The ODI said Latin American countries that tried import substitution to shield their nascent industries from external competition in the 1990s got largely disappointing results that included slower industrial growth and the presence of over-priced low quality goods on the domestic markets.
Secondly, the ODI said, banning imports of used clothes means that the population has to choose between buying expensive new imported goods or buying poor quality domestically produced goods.
“If the latter are costly, or of poor quality, East Africans citizens will have to spend more on these goods,” the ODI said, “Poorer people, who are more likely to purchase worn shoes and clothes, will bear the burden.”
According to the ODI, there are better ways to promote the garment sector in East Africa and create a vibrant manufacturing sector. They all revolve around the same principle: reducing costs faced by manufacturers to ensure that they can produce at a profit. This is through improving infrastructure, ensuring a cheap and reliable supply of power, or offering incentives such as tax relief for producers, export incentives for firms targeting international markets, asking foreign firms to use domestic inputs and labour, and promoting sectors that are linked to the government wants to develop.
These types of measures, collectively known as ‘industrial policies’, actually work, the ODI said.
“These policies make import substitution redundant. East Africans can produce clothes and footwear for export while at the same time importing second-hand products for domestic consumption,” it said.
The Uganda government appears to be pursuing a similar model.

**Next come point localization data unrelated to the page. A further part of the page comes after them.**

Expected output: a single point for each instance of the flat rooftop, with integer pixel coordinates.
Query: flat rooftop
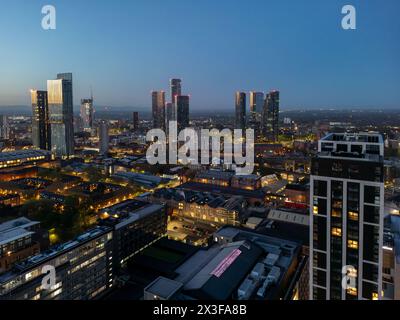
(163, 287)
(366, 137)
(22, 155)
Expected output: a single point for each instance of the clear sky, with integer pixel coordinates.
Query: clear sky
(126, 48)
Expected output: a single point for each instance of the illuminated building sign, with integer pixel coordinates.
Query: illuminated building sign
(225, 264)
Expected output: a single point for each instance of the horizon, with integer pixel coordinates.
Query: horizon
(300, 49)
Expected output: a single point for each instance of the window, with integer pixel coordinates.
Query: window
(352, 291)
(353, 215)
(352, 244)
(336, 232)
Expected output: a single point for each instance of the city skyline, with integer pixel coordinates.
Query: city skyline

But Kolade says Chinese companies are given land by the Ugandan government to build industrial parks, tax exemptions and preferential treatment for importing machinery and raw materials, while local startups struggle to break even under the weight of bureaucracy and taxes.
“I’m reminded of the preferential treatment the British protectorate offered Asian people during colonial rule,” he says.

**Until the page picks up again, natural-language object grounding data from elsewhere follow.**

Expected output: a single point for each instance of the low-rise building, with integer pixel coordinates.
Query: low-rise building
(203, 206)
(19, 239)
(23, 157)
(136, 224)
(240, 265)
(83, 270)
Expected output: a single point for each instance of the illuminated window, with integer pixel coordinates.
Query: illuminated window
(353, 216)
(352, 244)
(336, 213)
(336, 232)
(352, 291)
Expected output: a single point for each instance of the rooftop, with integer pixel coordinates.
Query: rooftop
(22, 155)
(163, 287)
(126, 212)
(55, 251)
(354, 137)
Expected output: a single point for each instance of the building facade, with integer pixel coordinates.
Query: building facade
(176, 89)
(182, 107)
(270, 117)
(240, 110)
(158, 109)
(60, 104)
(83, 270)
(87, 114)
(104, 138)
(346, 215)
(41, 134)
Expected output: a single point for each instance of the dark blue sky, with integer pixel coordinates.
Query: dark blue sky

He says new textile facilities such as Rong Sheng Garments and Kyoga Textile Company at the industrial park look impressive on paper. But how sustainable are they in practice, he asks.
“As a nation, our capacity to redesign, reuse, upcycle and remake has developed into a culture and a visual language – why not develop smaller industries around these circular ideas as opposed to replicating unprogressive models of production and working environments,” he says.
Kolade says a gradual phase-out scheme is the only feasible long-term solution. But he says, he also wants importation of torn and stained clothing banned.
“Only in an unjust, waste-colonial world are Ugandan importers blindly forced to purchase bales of white shirts with yellow-green armpits,” he says.
For many people, used clothing is all they can afford. But for others, wearing mivumba, is a way to ensure they stand-out and do not wear the same thing as everybody else.
“The new clothes are like uniforms. It looks bad, like we are a sports team or a group of church singers,” said a young man in a news story about second-hand cloth in Rwanda.